Billings' daughter Grace Shaw Duff donated money for the building of Wilhenford Hospital in Augusta, Georgia, which opened in 1910. The name combined a syllable of her father's' name (Hen) with her husband's and son's.

==Legacy and attributed quotations==

His saying, "In the whole history of the world there is but one thing that money can not buy... to wit the wag of a dog's tail" appears at the beginning of the Disney film Lady and the Tramp.

The phrase, "Love is like measles... the later in life it occurs, the tougher it gets," was quoted as being Josh Billings' in Jan Karon's book, A Light in the Window.

While the Squeaky Wheel aphorism was used in different forms before Billings, his poem, "The Kicker" brought the idiom into common usage of American language.
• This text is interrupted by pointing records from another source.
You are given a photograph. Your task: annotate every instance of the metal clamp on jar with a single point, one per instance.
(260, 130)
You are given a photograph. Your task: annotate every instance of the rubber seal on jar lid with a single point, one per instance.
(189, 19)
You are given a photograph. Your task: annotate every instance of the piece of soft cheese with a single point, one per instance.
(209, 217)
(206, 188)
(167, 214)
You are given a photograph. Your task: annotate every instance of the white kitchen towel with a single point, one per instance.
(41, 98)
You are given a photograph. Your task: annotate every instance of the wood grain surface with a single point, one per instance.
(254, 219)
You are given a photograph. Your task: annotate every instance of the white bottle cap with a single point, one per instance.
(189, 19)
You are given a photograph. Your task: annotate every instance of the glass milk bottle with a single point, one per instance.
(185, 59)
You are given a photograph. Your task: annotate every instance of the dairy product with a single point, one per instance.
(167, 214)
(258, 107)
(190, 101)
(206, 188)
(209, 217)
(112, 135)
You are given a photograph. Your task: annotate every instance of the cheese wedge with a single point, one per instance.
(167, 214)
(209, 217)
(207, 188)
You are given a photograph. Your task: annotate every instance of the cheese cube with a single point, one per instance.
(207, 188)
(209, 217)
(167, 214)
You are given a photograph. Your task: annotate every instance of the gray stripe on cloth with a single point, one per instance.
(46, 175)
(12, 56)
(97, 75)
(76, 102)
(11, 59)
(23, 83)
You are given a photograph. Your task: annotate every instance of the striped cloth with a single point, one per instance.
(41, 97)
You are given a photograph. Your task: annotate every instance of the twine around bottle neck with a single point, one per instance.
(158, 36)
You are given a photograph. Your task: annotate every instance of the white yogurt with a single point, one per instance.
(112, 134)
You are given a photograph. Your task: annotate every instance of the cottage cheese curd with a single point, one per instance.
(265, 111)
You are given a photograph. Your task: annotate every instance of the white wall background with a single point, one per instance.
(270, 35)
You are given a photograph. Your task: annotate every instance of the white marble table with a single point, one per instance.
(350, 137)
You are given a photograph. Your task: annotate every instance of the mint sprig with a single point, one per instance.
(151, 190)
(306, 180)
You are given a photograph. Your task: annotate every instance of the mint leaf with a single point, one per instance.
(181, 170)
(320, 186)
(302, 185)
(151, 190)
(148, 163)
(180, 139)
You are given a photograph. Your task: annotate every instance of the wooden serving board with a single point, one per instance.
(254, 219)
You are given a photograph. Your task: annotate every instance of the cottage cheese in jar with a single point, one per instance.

The term "kicker" at the time in the 1800s was another term for a complainer. The poem is:

I hate to be a kicker,
I always long for peace,
But the wheel that does the squeaking,
Is the one that gets the grease.

"Consider the postage stamp, son. It secures success through its ability to stick to one thing till it gets there."

"Solitude is a good place to visit, but a poor place to stay."

"I honestly believe it iz better tew know nothing than tew know what ain't so." Another variation: "It is better to know less than to know so much that ain't so."

"The old miser who has accumulated his millions, and sits down on them afterwards, reminds me of a fly that has fallen into a barrel of molasses".

"If we had no winter, the spring would not be so pleasant. If we did not sometimes taste adversity, prosperity would not be so welcome."

The term "joshing" or "josh" can be used as a verb meaning to "make fun of" or "to engage in light-hearted teasing". Author Candace Osmond believes the term to be derived from the name of humorist Josh Billings and his writings.

The Hong Kong movie Revenge: A Love Story ends with his quote "There is no revenge so complete as forgiveness."